Peut aussi être dit : « saint-ciboire », ou des dérivés.

  • « Saint-ciboire, qu'est-cé tu fais là? » (Mais que fais-tu là ?)
  • « Je m'en contre saint-ciboirise. » (Je m'en fous éperdument.)

(Fréquemment utilisé) Provient de Christ. Variantes douces : christophe, crime, criffe, cristi, crime-pof. Si le « crisse » est utilisé à certains endroits dans une phrase, il peut devenir un nom, un verbe, un adjectif, un pronom et beaucoup d'autres.

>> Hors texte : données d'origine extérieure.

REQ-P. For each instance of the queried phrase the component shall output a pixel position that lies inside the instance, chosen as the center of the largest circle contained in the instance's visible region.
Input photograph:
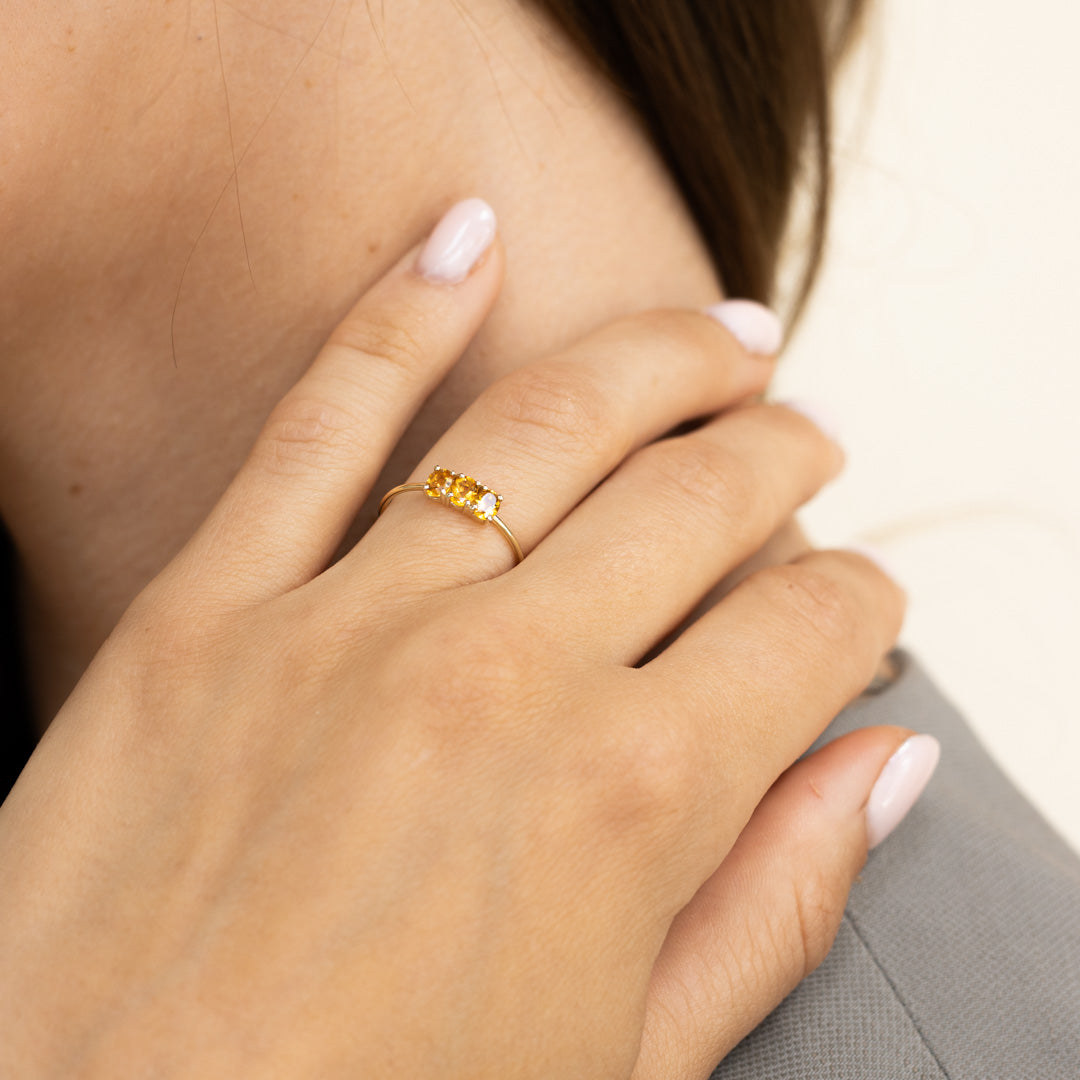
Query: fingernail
(755, 327)
(458, 241)
(901, 782)
(878, 557)
(815, 414)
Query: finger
(636, 557)
(322, 447)
(544, 435)
(766, 670)
(769, 915)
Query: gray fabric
(959, 954)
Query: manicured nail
(457, 242)
(817, 414)
(878, 557)
(755, 327)
(901, 782)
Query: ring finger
(545, 435)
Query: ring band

  • « Crisse de cave! » (Espèce d'imbécile !)
  • « Ça fait crissement mal! » (Ça fait vraiment très mal !)
  • « Toé, mon p'tit crisse! » (Toi, mon petit garnement !)
  • « J'm'en crisse! » (Je m'en fous !)
  • « J'm'en contre-crisse! » (Je m'en contre-fous !)
  • « Au plus crisse! » ou « Au p.c.! » ou « Au plus sacrant! » (Au plus vite !)
  • « M'a t'en crisser une! » (Je vais te frapper !)
  • « C'est d'la crisse de folie! » (Tout ça est complètement fou !)
  • « C't'un [contraction de « c'est un »] crisse de fou! » (Il est vraiment fou !)
  • « Ça sent le crisse! » (Ça chlingue !)
  • « Quossé [contraction de « qu'est-ce que »] tu crisses? » (Mais que fabriques-tu ?)
  • « Viens donc me dire ça dans' face mon gros crisse! » (Viens donc près de moi pour me répéter ce que tu viens de dire !)

Provient du Diable (démon, enfer). Variante douce : démon. Se prononce souvent « yâble » ou « yâb' ».

  • « Va au Yâble! » (Va en enfer !)
  • « Va-t'en chez l'yâble! » (Va te faire foutre !)
  • « Ça parle au yâble! » (Je ne crois pas ce que tu dis !)
  • « C'est pas yâble! » (Ce n'est pas bon, ou c'est difficile, ça donne du fil à retordre.)

Juron doux qui provient du mot Saint-Esprit. Il est souvent utilisé seul et comme exclamation de surprise, exaspération, rage ou peur.

  • « Esprit! C'est quoi ca? » (Mon Dieu, c'est quoi ca?)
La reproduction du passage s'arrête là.